Beyond the downtown strip, Martinez said he wants to make Santa Barbara a more viable option for recently graduated skilled workers who are too often lured away by other cities to start their careers. Sitting on the Bren School’s advisory board, he said, Martinez would routinely hear brilliant, environmentally minded business plans from graduate students who couldn’t then get a toehold in town. “What if the Bren School and UCSB — and Santa Barbara by extension — were to the environment what Stanford is to electronics?” he asked, suggesting the creation of an innovation hub on city airport property near the campus. “It would create exactly the kind of jobs that we need,” he said. “Because the jobs that we need are those that pay enough so that the people who want to contribute to the future of this city can afford to live here.”

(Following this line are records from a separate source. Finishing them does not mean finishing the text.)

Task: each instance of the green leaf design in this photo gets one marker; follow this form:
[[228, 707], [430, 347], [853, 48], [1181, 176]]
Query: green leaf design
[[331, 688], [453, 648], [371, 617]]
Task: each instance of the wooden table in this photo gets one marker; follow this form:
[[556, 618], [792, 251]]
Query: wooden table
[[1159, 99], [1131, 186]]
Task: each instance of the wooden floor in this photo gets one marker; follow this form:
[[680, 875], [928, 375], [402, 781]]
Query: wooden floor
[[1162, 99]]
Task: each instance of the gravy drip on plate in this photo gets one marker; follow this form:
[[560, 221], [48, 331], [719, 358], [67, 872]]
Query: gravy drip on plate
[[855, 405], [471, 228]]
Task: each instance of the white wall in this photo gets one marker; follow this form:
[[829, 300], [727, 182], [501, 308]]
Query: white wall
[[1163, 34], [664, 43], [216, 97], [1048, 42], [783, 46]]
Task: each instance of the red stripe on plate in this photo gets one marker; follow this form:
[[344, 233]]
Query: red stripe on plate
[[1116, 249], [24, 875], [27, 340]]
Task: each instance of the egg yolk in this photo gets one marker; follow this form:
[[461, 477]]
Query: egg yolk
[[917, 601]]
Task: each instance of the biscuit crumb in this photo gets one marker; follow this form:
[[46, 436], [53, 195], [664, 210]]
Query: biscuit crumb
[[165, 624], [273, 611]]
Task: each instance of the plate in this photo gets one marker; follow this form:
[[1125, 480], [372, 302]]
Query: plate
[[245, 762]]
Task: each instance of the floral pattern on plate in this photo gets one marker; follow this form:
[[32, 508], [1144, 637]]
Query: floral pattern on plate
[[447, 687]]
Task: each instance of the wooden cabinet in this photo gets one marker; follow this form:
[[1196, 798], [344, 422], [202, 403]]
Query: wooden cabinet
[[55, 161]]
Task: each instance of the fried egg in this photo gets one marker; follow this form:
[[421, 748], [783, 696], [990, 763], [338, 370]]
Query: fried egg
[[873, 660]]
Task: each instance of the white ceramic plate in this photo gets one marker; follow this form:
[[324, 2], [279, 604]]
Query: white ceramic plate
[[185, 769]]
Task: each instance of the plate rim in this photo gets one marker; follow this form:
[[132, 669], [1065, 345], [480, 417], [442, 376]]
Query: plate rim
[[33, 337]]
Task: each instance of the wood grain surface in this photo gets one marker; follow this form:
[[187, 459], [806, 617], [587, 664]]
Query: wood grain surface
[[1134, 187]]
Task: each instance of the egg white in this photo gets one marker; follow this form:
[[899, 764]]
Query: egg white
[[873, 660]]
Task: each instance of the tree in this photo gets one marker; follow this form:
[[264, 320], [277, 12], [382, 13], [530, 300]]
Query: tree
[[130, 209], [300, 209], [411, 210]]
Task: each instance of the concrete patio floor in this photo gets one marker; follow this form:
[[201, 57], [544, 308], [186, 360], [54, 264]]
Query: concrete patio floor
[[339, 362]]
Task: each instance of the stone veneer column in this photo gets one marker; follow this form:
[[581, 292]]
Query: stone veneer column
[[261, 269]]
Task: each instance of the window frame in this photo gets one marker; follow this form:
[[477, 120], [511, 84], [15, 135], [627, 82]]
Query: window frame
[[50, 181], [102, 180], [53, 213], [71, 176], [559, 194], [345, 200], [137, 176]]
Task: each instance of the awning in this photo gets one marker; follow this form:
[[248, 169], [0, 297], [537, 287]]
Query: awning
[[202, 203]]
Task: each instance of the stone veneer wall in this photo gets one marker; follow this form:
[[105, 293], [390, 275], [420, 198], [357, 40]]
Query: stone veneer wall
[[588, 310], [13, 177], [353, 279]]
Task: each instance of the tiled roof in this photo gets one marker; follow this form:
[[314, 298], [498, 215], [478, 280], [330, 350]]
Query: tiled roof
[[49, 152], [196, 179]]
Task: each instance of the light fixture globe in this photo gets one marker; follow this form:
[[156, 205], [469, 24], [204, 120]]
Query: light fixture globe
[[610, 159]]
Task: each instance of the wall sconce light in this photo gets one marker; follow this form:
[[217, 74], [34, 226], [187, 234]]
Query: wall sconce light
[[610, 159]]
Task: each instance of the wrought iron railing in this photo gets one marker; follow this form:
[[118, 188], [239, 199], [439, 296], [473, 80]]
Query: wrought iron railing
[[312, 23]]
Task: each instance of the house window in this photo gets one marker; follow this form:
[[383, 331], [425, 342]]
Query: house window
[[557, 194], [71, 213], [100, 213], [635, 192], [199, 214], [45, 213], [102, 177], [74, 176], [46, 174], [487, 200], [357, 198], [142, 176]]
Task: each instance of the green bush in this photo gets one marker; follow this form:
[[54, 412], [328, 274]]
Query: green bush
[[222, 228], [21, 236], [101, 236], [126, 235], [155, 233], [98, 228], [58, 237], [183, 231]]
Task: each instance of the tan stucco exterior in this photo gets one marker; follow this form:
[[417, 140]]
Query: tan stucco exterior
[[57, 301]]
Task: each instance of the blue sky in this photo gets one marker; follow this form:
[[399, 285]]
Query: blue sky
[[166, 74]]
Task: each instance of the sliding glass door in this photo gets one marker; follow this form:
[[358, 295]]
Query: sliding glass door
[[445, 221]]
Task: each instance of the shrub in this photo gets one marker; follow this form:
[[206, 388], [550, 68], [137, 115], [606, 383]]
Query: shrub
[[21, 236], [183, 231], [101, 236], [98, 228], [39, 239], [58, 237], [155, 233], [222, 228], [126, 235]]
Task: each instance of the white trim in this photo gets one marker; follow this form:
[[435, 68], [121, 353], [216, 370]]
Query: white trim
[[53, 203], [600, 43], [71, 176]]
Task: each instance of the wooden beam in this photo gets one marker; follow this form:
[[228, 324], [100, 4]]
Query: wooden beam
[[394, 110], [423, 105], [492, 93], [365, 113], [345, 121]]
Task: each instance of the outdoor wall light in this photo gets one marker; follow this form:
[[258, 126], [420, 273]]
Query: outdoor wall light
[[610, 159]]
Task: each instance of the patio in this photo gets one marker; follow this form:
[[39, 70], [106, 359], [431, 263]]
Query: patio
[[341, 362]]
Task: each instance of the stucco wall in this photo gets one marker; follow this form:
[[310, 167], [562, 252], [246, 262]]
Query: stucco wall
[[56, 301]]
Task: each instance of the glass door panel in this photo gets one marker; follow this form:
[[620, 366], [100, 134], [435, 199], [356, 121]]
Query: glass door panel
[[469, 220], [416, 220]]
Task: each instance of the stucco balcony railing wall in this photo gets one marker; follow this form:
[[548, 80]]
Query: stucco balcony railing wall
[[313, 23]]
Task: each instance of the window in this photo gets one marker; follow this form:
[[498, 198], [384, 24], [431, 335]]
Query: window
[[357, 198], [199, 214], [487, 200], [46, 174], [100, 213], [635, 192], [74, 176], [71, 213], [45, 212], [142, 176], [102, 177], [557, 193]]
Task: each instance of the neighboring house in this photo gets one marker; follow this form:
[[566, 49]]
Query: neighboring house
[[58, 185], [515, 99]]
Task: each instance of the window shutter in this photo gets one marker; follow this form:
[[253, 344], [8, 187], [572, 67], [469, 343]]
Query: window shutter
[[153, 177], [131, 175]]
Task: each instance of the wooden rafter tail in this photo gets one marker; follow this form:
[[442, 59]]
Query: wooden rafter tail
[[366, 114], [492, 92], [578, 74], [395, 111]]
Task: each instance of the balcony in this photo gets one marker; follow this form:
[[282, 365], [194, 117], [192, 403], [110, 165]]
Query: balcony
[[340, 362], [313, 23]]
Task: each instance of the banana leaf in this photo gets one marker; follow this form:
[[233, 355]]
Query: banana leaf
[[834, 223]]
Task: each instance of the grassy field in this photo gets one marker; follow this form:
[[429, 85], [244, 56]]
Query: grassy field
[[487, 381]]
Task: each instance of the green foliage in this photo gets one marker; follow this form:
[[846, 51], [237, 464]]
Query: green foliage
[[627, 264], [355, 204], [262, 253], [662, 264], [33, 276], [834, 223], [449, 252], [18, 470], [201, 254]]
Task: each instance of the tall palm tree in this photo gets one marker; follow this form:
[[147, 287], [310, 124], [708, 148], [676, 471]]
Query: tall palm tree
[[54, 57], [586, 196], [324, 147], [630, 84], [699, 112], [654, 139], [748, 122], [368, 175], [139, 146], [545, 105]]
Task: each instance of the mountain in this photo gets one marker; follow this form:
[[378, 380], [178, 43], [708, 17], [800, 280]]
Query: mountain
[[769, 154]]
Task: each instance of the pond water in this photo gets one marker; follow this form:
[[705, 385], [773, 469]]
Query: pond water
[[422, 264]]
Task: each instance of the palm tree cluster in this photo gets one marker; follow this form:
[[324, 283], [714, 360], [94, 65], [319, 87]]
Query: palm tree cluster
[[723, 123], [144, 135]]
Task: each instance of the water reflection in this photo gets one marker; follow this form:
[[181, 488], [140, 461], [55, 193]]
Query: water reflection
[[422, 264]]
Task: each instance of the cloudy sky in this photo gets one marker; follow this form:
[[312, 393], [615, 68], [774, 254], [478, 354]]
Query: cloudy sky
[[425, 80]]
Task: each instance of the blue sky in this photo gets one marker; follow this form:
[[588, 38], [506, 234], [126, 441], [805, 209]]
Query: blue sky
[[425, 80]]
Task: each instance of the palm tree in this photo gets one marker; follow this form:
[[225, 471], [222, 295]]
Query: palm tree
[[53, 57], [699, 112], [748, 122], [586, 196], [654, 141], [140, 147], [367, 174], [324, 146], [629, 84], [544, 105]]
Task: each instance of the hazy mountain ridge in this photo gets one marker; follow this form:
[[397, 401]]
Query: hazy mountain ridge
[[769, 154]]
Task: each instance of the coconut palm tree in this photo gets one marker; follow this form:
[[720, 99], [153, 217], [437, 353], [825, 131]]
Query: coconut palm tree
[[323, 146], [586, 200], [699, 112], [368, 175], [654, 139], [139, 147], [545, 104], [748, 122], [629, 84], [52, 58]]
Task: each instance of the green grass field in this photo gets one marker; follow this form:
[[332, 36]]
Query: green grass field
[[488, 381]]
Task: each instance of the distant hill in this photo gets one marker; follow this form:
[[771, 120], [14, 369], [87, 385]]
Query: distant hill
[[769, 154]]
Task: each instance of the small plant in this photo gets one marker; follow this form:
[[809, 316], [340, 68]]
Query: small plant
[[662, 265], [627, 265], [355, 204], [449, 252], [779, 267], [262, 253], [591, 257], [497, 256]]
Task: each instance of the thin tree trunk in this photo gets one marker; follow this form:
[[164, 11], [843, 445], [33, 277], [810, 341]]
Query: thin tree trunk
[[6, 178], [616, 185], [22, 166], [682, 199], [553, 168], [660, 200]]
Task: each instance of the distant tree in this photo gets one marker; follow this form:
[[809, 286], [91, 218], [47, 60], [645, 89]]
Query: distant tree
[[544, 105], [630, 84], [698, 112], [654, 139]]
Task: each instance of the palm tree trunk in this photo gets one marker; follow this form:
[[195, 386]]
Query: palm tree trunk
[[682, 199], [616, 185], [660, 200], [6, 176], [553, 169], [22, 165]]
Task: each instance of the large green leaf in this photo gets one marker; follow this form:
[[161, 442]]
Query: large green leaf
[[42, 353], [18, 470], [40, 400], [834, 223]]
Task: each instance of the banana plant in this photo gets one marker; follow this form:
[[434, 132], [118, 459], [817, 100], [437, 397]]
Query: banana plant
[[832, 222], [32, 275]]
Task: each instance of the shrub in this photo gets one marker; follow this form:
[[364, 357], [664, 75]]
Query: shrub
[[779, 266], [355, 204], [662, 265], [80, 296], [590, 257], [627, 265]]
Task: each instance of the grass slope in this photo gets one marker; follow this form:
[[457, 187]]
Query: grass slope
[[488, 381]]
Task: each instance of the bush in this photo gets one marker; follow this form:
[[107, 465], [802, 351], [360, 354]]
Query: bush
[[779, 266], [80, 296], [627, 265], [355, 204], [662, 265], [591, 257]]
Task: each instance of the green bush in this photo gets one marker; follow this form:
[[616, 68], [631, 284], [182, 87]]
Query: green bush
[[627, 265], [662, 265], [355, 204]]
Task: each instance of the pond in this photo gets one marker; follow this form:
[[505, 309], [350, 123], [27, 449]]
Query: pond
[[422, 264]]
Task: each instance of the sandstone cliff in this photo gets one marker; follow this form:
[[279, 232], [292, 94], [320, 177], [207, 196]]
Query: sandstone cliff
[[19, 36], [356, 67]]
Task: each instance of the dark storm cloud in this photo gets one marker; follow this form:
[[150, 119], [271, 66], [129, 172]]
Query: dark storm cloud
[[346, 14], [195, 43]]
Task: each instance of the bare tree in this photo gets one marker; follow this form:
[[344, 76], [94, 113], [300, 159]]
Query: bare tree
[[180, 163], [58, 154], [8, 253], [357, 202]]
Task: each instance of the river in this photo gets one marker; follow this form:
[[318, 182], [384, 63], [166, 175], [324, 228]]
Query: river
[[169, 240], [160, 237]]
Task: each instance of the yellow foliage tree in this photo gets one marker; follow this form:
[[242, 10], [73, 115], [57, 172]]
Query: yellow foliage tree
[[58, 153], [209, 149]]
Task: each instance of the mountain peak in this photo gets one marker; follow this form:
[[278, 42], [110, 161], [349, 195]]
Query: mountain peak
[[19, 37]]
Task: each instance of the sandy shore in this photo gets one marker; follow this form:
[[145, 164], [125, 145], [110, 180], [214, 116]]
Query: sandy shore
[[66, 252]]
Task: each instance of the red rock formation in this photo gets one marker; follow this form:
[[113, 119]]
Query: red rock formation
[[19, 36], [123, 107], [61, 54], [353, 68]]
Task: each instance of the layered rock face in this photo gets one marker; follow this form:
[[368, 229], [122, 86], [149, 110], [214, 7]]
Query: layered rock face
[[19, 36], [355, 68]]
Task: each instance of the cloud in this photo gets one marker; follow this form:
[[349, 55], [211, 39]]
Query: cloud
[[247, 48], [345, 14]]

Just as important, Martinez went on, is honoring past, slow-growth visionaries like Pearl Chase who made Santa Barbara special in the first place. It would be a mistake, he said, to disregard their conservation legacy. But, he stressed, the same strategies and mind-set that got Santa Barbara to where it is today aren’t going to move it forward in step with other successful communities. “I intend for this candidacy to shake it up,” he said. “I’m probably going to piss some people off. But what got us here won’t get us there. People have to be willing to accept that.”

Editor’s Note: This story was revised to state Republicans said Martinez supported a sales tax increase “by 13 percent,” not “to 13 percent.”